In the spirit of black history
By Myra McGriff
Saint Mary's Editor
In days of past my people lived in lands — divided chains around their necks, shackles around their wrists, and still in my eyes you can see their pain, their cries, despair. But given to them was something greater and through the beatings and exploitation it remained. I can remember the first
time I heard "Wade in the Water." It was like honey mixed in lemon waiting to heal. It was the power of words that held sanity inside black folks heads when hands of oppression stomp in hate.
Some ask how did black folks get the legs to run past it all, all the looks, all the ways it hurt to breathe and say life was worth the wait? We survived in the way we learned to scream, "Praise God," on Mondays and dance on Sundays. We survived by lyrics of freedom songs and rumors of open opportunity past the Mason Dixon line. We hung on in the dust of dreams that mama's whispered in newborn babies' ears. We hung on through losing mothers to fathers to daughters trying to claim stability with no space to call our own. Man, we hung on. And Langston Hughes validated our struggle, while Lorraine Hansbury made us wave our hands in what we've all been through.
We even reached a point that we could shake our heads at the blues Billy sang in "Strange Fruit," talking of how black folks hung from Southern trees. We did better than hold on, we dared to surpass what people thought that we could not do.

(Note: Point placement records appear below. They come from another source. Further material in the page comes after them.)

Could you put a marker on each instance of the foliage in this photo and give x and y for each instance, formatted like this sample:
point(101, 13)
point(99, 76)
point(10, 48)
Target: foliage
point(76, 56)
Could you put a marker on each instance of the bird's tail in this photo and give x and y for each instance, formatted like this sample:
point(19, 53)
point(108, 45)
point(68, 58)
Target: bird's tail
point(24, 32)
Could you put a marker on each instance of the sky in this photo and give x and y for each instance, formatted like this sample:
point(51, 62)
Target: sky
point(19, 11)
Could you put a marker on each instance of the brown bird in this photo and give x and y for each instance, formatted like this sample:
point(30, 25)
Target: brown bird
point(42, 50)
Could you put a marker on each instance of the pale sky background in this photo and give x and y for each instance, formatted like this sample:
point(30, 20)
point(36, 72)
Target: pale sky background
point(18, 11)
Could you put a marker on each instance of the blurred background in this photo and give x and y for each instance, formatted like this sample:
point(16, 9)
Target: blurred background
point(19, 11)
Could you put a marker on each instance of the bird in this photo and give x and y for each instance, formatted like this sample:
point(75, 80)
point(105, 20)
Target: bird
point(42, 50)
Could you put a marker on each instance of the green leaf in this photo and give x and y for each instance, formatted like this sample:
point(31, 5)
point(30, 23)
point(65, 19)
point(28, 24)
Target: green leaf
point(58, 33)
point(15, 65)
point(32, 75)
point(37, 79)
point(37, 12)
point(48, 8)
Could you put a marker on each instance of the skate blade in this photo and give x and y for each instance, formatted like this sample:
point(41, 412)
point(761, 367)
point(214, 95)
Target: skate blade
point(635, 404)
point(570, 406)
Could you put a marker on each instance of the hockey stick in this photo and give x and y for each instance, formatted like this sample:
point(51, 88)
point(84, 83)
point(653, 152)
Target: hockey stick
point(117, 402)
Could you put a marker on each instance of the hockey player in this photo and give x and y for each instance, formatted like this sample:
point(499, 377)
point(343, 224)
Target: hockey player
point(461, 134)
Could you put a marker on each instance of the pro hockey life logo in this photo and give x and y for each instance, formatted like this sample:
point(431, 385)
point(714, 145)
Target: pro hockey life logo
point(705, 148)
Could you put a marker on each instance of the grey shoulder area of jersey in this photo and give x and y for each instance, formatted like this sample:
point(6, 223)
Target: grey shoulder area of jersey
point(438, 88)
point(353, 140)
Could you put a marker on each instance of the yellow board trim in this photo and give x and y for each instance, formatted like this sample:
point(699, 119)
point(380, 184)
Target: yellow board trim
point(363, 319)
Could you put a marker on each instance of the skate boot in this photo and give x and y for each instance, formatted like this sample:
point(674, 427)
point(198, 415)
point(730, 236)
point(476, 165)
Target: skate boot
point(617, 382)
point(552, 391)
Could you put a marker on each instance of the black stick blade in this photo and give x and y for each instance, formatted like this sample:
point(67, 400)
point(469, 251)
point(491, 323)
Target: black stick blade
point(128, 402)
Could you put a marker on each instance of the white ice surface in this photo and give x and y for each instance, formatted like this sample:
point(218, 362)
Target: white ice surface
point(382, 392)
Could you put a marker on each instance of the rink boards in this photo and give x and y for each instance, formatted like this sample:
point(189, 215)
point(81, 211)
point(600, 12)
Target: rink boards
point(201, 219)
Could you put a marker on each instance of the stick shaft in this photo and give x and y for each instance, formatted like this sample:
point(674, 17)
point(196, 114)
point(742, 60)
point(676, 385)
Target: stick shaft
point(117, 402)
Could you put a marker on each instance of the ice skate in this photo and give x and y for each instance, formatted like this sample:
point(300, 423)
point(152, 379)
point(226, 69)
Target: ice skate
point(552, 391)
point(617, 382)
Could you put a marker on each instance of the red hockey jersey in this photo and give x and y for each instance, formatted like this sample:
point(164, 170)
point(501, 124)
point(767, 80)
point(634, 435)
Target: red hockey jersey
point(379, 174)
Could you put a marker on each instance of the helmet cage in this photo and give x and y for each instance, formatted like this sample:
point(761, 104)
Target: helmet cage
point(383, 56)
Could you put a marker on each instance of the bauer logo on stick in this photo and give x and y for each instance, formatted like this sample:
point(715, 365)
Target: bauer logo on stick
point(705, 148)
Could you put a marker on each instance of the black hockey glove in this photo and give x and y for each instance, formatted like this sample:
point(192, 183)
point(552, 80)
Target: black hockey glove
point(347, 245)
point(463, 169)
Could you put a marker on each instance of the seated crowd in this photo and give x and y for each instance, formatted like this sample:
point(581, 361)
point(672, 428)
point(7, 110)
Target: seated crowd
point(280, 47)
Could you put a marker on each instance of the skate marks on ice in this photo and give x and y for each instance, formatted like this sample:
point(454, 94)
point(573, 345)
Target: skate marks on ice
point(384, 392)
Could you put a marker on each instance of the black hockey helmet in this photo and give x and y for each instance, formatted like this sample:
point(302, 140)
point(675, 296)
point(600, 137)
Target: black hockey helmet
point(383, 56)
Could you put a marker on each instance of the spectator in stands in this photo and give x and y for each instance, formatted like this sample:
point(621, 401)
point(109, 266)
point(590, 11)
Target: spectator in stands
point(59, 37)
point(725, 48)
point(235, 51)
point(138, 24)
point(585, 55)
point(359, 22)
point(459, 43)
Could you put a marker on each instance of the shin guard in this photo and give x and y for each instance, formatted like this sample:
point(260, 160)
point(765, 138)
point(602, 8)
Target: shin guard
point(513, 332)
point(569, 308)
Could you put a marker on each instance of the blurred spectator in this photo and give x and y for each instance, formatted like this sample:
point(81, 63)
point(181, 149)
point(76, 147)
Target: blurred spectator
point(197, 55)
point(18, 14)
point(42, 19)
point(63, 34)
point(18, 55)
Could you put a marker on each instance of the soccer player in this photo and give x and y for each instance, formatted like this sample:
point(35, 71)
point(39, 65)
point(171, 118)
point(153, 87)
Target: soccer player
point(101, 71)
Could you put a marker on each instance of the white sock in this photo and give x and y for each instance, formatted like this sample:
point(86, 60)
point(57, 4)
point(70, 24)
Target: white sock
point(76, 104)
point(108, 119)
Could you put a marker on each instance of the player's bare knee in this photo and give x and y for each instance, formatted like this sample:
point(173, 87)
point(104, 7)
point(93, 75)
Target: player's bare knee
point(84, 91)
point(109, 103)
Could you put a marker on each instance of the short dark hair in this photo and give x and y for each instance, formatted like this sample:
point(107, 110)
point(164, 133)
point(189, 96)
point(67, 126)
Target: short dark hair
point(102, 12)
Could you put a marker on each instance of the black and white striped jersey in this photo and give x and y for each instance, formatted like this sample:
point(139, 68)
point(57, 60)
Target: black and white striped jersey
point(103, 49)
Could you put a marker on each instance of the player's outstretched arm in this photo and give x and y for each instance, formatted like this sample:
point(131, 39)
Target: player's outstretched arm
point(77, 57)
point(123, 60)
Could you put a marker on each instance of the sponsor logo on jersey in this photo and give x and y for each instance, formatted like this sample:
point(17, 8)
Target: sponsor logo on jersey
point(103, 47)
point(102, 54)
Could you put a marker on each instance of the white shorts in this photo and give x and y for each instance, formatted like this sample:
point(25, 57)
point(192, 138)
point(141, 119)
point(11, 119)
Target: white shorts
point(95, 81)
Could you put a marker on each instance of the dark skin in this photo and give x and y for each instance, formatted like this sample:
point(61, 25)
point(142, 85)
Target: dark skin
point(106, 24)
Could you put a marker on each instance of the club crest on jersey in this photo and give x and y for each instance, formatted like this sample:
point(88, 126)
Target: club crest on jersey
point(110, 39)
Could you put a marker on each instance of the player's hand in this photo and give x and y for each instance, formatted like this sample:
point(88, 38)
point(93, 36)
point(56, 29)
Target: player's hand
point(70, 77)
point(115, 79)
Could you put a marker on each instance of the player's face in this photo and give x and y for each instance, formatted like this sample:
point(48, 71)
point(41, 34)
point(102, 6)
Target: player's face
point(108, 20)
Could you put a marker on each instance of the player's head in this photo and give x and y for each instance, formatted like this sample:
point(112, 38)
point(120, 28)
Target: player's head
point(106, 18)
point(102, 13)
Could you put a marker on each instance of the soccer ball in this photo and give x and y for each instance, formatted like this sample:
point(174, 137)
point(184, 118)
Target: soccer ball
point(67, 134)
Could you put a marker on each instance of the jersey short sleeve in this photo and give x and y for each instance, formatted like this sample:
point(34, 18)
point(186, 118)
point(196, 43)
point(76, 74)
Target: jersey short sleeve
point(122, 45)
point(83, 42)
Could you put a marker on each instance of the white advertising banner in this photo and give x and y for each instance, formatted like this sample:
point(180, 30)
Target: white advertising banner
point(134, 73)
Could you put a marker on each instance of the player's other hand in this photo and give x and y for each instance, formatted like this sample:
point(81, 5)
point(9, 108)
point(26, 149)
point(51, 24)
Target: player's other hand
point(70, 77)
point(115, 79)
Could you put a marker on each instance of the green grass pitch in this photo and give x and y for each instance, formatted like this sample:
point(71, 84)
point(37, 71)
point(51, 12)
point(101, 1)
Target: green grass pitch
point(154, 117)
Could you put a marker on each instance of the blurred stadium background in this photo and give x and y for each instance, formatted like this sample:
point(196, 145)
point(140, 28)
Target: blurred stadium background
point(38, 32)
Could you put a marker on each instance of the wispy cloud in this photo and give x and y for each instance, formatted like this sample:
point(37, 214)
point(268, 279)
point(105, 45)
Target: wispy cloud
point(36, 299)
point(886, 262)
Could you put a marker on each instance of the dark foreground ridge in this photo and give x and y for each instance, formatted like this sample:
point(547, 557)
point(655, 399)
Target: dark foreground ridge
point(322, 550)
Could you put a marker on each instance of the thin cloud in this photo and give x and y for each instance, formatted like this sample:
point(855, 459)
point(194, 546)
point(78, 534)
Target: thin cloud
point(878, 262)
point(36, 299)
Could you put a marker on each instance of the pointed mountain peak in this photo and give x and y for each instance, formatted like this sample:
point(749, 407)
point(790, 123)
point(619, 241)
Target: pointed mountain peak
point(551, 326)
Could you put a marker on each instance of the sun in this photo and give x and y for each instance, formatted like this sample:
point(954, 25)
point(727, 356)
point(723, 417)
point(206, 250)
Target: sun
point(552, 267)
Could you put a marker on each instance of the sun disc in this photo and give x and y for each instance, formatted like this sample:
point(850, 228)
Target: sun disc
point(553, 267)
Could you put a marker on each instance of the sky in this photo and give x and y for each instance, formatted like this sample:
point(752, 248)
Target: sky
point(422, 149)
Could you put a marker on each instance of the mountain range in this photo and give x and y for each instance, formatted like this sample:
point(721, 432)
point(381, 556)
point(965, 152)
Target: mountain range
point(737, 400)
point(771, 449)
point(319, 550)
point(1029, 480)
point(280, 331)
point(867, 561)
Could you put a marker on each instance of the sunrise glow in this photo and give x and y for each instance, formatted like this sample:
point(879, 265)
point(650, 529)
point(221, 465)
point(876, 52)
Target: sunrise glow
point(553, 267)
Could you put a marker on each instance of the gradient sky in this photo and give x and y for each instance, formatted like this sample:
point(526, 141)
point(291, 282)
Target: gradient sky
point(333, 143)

And now, now I ask what keeps me moving through the battle of today facing my black skin in the backdrop of society. I say it is this, these same people coming back to mind and lines of Coltrane's sax jumping off my hands as I type, type my life into reality. But I only have these people because someone said to me, read, listen, and care. Care that my family came from trial and died in the fight to walk with heads high. Care that my family watched with tears in their eyes King speak and the riots of the 60's. Care that my people lost jobs and home on picket lines so I can sit here in classes next to you.
They told me to care because without the struggle and the pain there is no me. I am the fields of cotton picked until fingers bled, and backs that cleaned floors (the only job my grandmother could get). I am the black power fist calling for equality and the voices saying "by any means necessary." I am the child walking miles to "separate but equal" schools and the sharecroppers homes that seeped in the color of want. I am because they gave, gave until they could see and then they gave some more.
And because they gave, and because they cared we all should care. We should care enough to come and listen to one Black History Month event. Otherwise they cried in vain and worked in vain. Otherwise they died in vain and all is lost in the dust of crops picked in sun that blacked backs of men deserving more, more than what life offered them.